そのとき、酒田〈さかた〉の公時〈きんとき〉が、大さかずきをもって出て一ぱい飲みほし、「こちらにも用意した酒がある。」といって酒をくみかわし、夜もたいそうふけたと思われるころ、童子は、たいへん深〈ふか〉よいしてそのままねてしまいました。

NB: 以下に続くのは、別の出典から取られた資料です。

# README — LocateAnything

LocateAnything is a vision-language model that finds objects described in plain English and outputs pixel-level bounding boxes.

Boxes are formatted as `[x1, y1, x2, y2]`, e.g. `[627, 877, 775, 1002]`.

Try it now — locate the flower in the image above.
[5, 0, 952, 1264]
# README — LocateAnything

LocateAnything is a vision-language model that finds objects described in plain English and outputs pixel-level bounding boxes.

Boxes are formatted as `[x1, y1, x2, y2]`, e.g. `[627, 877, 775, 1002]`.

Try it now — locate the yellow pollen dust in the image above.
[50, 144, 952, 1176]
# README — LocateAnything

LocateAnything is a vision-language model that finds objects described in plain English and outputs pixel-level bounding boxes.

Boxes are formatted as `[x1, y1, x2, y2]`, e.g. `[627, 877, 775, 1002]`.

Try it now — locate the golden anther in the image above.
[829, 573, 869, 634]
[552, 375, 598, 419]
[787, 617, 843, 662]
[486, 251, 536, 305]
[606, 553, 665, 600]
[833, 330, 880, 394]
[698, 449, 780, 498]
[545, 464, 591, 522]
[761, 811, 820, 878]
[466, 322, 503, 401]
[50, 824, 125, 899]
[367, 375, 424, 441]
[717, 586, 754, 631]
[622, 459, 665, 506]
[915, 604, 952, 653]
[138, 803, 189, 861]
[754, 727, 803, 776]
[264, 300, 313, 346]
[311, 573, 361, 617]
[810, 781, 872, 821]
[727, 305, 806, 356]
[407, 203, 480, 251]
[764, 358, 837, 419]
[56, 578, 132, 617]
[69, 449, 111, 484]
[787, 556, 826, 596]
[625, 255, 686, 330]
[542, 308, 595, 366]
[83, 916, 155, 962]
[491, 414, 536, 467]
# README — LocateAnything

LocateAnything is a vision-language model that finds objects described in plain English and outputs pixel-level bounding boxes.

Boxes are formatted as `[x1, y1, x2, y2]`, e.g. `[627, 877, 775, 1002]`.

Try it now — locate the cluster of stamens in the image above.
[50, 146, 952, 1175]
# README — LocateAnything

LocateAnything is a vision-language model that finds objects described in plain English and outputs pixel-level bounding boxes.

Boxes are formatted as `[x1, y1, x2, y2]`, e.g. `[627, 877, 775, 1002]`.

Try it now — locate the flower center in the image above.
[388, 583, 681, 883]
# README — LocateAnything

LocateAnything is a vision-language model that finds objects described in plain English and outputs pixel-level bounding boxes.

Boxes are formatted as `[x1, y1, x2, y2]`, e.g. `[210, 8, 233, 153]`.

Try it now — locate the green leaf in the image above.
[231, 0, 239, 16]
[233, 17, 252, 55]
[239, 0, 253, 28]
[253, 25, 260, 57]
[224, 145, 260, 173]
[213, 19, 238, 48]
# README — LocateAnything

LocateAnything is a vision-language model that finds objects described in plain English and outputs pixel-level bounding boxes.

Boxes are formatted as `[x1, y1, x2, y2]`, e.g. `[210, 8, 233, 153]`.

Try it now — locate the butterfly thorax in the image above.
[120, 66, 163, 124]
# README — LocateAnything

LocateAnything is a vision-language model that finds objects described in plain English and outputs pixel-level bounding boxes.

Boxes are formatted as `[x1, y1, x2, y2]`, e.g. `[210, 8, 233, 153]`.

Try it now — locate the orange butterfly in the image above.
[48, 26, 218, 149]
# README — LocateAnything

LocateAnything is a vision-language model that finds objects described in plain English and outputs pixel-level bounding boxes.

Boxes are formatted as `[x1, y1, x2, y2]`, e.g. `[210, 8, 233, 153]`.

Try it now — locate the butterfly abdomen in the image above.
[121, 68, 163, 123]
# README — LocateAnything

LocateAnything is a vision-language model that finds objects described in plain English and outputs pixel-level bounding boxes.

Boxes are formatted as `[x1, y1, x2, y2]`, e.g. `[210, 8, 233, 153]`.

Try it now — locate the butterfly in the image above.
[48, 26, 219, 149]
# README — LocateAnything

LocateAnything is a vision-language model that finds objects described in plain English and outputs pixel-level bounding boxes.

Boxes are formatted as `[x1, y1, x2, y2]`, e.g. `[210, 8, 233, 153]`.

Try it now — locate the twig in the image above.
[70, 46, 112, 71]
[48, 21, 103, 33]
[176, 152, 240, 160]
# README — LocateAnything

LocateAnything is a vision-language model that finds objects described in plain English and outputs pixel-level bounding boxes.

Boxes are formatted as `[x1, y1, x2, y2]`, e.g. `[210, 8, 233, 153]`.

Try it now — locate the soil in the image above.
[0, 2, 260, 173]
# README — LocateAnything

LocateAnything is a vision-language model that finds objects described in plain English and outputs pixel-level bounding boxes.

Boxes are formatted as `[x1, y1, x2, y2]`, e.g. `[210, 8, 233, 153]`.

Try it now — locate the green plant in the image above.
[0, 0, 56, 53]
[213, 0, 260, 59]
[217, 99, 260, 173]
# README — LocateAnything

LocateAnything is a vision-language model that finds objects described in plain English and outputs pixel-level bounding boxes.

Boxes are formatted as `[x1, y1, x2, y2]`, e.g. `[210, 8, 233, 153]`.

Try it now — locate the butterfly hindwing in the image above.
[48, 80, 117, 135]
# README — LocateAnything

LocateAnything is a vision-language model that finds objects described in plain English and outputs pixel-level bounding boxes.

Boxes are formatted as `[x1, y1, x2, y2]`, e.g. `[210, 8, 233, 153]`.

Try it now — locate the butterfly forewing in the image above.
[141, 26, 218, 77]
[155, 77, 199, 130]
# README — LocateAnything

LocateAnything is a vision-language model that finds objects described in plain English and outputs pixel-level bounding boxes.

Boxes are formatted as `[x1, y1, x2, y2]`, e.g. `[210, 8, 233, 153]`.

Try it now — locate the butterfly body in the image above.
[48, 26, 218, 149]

ところが、へやのすみには童子の家来〈けらい〉が一人ひかえていて、酒ものまず四方に眼をくばっています。
頼光が保昌に
「ころはよいぞ。」
というと保昌は
「もうしばらくお待ちください。あのくせものを生かしておいては、大事〈だいじ〉をしそんじます。」
といっているうちに
「山伏のかたがたは、こちらへ入ってお休みください。」
と、おくの一間を用意〈ようい〉し、六人をつれて行きました。
頼光〈らいこう〉はうなづき
「どなたかおられませんか。あまり飲〈の〉み食〈く〉いしたので、のどがかわきました。水を一ぱいください。」
というと、そのくせものが、うつわに水を入れて持って来ました。
頼光がその水を取ろうとしたのを合図〈あいず〉に、公時がくせものにとびかかって引き組み、頼光は童子のねているところへふみこみました。
頼光は童子の腹〈はら〉のうえにとび上り
「いかに酒顚童子よ。この頼光のいうことをよく聞け。この日本の国にありながら、おおぜいの人びとをなやましたつみは、のがれがたいぞ。」
と、刀で心ぞうのあたりをさし、苦しまぎれに雷〈かみなり〉の落ちるような声を出したところを、宝刀〈ほうとう〉の鬼切丸〈おにきりまる〉でその首をうちとりました。
頼光をはじめ保昌、四天王は
「めでたく引きあげよう。」
と酒顚童子の首を長いほこにさし、公時がこれをもってまっ先に立ち山を出ました。
帰陣〈きじん〉すると、日本国中たいへん喜びあったということであります。